Des conditions sanitaires strictes doivent permettre de maintenir les écoles et établissements scolaires ouverts et ainsi garantir les conditions d’une scolarité en présentiel, moins inégalitaire que l’enseignement à distance. Il est indispensable en outre que ces semaines soient mises à profit pour rendre la réouverture des écoles et des établissements scolaires possible dans des conditions telles qu’ils puissent jouer pleinement leur rôle, pédagogique comme social.

Nous demandons :

  • Les moyens d’assurer les remplacements, la prolongationau moins jusqu’aux congés d’été des contrats des contractuels et AED recrutés dans le cadre d’autorisations liées à la crise sanitaire afin de permettre un meilleur fonctionnement des établissements, d’accompagner les élèves à hauteur des besoins…
  • Des créations de postesd’enseignantes et d’enseignants, de Psy-EN, de personnels administratifs, santé et sociaux, vie scolaire dans les écoles et les établissements pour la rentrée de septembre, pour annuler les fermetures de classes et de postes, répondre aux inégalités qui se creusent, et pouvoir anticiper une possible poursuite de la crise sanitaire.
  • La mise en place immédiate des mesures adaptées (fermeture de la classe, élèves comme personnels déclarés cas contacts) afin d’éviter toute contagion, dès le premier cas Covid avéré
  • Une amélioration significative de la politique de tests
  • L’équipement des locaux en capteurs de CO2
  • La fourniture de masques chirurgicaux aux élèves et aux personnels.
  • La vaccination de tous les personnels volontaires qui travaillent dans les écoles, collèges et lycées. Elle doit se concrétiser rapidement et être étendue à tous les personnels particulièrement exposés. C’est une mesure d’intérêt général. Le calendrier précis et les modalités d’accès au vaccin doivent être définis rapidement.

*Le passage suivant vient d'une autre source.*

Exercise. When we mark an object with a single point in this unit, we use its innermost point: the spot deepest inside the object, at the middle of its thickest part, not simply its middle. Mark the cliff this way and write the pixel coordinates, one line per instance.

L’absence d’anticipation a déjà conduit le service public d’Éducation dans une situation critique. Persister dans ce refus aurait des conséquences graves. Nous attendons du gouvernement, du ministre de l’éducation nationale, des réponses rapides et claires à nos demandes, et ce avant la reprise des cours fixée au 26 avril 2021. Des discussions doivent être ouvertes d’ici le 20 avril.